TitleRacial and state differences in the designation of advance directives in nursing home residents
Publication TypeJournal Article
Year of Publication2001
AuthorsKiely D.K, Mitchell S.L, Marlow A., Murphy K.M, Morris J.N
JournalJournal of the American Geriatrics Society
Volume49
Issue10
Pagination1346-52
Date PublishedOct
Accession Number11890494
Keywords*Advance Directives/eh [Ethnology], *Nursing Homes, Advance Directives/sn [Statistics & Numerical Data], California, Chi-Square Distribution, Continental Population Groups, Human, Logistic Models, Massachusetts, New York, Ohio, Support, Non-U.S. Gov't, Support, U.S. Gov't, Non-P.H.S.
Abstract

OBJECTIVES: To examine racial and state differences in the use of advance directives and surrogate decision-making in a nursing home population. DESIGN: A retrospective cohort study. SETTING: Nursing homes in the states of California (CA), Massachusetts (MA), New York (NY), and Ohio (OH). PARTICIPANTS: Nursing home residents: 130,308 in CA, 59,691 in MA, 112,080 in NY, and 98,954 in OH. MEASUREMENTS: Minimum Data Set information concerning resident race and whether or not residents have a living will (LW), a do not resuscitate (DNR) order, or a surrogate decision-maker (SDM). RESULTS: The proportion of LWs, DNR orders, and SDMs varied significantly (P < .0001) by racial categories in each state.
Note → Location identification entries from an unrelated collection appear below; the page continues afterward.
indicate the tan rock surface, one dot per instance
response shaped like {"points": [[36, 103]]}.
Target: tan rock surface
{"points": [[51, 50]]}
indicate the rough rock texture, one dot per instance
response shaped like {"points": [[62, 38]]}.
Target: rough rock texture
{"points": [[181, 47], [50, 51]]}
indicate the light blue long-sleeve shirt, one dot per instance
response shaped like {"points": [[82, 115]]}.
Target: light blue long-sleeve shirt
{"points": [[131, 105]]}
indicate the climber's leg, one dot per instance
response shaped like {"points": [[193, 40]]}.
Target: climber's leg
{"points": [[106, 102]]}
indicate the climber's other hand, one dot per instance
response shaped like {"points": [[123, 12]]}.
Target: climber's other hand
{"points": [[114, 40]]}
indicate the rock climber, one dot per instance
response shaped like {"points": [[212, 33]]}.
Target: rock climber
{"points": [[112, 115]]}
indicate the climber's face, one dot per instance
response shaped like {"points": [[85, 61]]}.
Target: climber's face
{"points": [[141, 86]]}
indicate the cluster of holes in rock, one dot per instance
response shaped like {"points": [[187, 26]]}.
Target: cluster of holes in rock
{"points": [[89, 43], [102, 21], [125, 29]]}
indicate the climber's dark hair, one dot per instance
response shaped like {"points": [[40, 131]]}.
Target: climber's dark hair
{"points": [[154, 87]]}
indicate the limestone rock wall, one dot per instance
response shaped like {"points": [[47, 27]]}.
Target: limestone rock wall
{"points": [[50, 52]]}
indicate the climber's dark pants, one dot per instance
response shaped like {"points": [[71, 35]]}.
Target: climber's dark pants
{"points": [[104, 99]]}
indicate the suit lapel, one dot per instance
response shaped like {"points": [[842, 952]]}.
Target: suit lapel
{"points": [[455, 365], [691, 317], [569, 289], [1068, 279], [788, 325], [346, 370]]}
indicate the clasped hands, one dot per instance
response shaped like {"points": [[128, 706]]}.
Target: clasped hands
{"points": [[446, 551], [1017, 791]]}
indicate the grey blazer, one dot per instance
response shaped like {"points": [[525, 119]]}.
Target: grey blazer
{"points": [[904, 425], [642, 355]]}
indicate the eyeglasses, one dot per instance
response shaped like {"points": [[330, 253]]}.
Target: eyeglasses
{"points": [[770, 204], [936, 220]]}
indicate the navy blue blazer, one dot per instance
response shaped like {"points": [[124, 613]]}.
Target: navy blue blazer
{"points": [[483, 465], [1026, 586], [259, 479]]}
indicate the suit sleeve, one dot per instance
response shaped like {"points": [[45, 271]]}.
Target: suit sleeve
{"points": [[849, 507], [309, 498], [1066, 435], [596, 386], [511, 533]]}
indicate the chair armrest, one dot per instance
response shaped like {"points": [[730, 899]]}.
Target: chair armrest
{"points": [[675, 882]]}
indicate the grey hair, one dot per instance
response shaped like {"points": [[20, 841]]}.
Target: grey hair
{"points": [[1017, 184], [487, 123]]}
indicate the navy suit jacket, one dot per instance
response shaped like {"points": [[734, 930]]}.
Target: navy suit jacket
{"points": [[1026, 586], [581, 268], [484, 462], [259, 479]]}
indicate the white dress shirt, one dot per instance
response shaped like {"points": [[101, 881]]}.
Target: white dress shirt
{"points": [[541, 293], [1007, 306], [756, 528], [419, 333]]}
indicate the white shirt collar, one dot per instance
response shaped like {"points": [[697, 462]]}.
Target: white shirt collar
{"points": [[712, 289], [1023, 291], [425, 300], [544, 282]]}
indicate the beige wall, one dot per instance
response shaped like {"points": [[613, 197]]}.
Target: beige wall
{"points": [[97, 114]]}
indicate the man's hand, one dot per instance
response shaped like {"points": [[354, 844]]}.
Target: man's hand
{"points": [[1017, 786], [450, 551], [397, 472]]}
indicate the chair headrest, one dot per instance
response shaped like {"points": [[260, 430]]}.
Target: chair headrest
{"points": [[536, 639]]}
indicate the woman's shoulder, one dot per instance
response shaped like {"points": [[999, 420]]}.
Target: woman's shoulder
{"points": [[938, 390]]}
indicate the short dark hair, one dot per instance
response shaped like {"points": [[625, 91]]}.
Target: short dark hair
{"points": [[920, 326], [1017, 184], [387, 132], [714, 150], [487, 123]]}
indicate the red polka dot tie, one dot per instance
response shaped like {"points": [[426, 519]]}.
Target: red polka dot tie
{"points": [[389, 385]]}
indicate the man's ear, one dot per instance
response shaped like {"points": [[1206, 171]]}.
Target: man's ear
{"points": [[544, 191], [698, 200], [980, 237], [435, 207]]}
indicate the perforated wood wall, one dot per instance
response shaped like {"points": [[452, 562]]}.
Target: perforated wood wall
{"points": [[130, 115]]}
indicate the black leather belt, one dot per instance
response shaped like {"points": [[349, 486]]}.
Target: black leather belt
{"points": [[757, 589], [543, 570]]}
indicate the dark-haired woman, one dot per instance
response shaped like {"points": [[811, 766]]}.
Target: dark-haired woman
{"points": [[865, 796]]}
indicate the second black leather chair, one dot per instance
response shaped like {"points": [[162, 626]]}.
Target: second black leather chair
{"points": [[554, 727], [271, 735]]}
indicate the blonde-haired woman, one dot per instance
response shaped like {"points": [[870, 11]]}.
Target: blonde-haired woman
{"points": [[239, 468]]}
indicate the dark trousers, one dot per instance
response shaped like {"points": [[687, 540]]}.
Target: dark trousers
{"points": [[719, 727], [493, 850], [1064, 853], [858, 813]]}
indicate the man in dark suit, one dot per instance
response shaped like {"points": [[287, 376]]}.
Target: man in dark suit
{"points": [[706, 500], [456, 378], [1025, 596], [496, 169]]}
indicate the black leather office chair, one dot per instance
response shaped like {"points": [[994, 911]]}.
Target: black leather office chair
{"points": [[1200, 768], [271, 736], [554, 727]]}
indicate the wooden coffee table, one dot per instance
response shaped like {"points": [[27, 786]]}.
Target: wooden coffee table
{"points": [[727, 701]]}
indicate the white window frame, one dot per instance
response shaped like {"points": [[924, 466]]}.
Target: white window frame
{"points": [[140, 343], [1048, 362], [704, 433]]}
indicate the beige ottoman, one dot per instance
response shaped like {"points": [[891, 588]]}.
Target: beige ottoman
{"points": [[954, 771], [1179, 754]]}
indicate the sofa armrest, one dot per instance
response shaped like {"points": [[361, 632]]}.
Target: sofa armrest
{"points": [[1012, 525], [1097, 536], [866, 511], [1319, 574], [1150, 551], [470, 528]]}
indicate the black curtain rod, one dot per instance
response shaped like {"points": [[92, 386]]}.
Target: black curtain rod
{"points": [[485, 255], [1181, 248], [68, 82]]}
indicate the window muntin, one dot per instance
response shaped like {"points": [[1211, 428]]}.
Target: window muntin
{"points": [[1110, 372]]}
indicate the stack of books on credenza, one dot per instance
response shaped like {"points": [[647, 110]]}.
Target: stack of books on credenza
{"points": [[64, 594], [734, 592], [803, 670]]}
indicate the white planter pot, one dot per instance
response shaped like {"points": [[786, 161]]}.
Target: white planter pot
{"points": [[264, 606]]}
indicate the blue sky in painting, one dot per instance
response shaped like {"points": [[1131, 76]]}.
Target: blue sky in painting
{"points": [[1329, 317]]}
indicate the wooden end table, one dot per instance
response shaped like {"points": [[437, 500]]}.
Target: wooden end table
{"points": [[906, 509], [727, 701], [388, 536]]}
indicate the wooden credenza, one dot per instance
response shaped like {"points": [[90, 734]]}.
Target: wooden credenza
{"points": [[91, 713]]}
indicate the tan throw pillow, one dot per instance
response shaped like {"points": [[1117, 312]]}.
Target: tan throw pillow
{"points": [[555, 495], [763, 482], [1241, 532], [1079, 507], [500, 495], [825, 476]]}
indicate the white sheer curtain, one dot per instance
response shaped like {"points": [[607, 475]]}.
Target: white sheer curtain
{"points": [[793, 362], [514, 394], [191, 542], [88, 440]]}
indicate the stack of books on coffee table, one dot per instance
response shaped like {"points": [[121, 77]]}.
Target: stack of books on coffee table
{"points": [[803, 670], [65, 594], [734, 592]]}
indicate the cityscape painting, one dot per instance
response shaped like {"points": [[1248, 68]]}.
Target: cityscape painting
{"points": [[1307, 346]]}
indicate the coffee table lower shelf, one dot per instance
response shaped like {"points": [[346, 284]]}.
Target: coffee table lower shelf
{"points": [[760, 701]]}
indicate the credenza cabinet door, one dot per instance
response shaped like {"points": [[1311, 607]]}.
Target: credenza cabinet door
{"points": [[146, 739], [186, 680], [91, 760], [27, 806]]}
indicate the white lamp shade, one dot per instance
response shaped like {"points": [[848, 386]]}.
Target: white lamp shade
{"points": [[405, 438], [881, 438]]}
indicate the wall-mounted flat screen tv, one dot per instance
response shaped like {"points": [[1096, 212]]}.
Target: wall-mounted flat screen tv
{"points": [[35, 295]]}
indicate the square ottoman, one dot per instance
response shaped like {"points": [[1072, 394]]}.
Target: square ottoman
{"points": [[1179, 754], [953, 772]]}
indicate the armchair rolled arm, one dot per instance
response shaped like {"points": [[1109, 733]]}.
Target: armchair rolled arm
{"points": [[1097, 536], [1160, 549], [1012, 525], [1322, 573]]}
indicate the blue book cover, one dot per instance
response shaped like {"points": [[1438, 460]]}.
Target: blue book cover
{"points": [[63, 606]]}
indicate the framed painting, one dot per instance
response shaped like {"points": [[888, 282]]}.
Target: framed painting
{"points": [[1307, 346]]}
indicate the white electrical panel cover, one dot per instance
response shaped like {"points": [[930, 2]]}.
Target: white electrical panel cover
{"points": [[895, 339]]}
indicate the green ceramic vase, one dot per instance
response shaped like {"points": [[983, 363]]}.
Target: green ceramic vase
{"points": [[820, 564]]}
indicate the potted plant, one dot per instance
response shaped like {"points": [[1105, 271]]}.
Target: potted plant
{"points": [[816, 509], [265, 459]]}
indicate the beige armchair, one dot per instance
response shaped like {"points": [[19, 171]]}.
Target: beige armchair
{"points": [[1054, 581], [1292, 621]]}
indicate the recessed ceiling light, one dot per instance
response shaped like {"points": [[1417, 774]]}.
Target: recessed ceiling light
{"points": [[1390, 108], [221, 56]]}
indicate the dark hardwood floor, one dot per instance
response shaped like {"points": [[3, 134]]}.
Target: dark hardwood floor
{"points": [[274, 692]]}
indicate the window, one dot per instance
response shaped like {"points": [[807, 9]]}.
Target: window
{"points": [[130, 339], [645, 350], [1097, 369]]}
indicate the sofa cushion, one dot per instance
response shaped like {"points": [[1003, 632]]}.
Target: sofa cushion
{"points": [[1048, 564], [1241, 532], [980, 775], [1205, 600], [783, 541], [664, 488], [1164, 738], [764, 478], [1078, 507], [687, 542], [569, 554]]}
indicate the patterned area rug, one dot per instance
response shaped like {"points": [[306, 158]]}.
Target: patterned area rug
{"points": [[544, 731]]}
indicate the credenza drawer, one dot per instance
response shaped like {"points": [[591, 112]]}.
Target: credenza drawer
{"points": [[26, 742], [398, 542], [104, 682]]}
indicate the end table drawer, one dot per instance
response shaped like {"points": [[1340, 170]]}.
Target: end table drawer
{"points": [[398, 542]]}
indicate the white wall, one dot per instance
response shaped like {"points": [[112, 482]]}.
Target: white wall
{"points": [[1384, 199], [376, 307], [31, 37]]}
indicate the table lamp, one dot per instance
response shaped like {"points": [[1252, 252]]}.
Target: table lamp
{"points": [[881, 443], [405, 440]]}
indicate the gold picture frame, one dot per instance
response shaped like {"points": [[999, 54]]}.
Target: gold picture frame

In general, whites were distinctly different from other racial categories. Whites were significantly more likely to have a LW (odds ratio (OR) = 1.9 (CA), OR = 2.2 (NY), OR = 4.9 (OH)), a DNR order (OR = 2.4 (CA), OR = 2.4 (MA), OR = 3.3 (NY), OR = 3.2 (OH)), and a SDM (OR = 1.1 (CA), OR = 1.2 (NY), OR = 1.6 (OH)) than were nonwhites, after adjusting for potentially confounding factors. Significant state differences (P < .0001) were observed in LWs, DNR orders, and SDMs and were most pronounced in residents of Ohio, who were significantly more likely to have a LW than were residents in other states (OR = 9.3). CONCLUSIONS: Various resident characteristics explain some of the racial differences, although whites are still more likely to have a LW, a DNR order, or an SDM independent of various resident characteristics included in the adjusted analyses. This pattern is observed in all states, although the ORs varied by state. Some of these differences may be due to distinct cultural approaches to end-of-life care and lack of knowledge and understanding of advance directives. The distinctly higher rates of LWs among all racial groups in Ohio than in other states suggest that states can potentially increase the use of advance directives through intervention.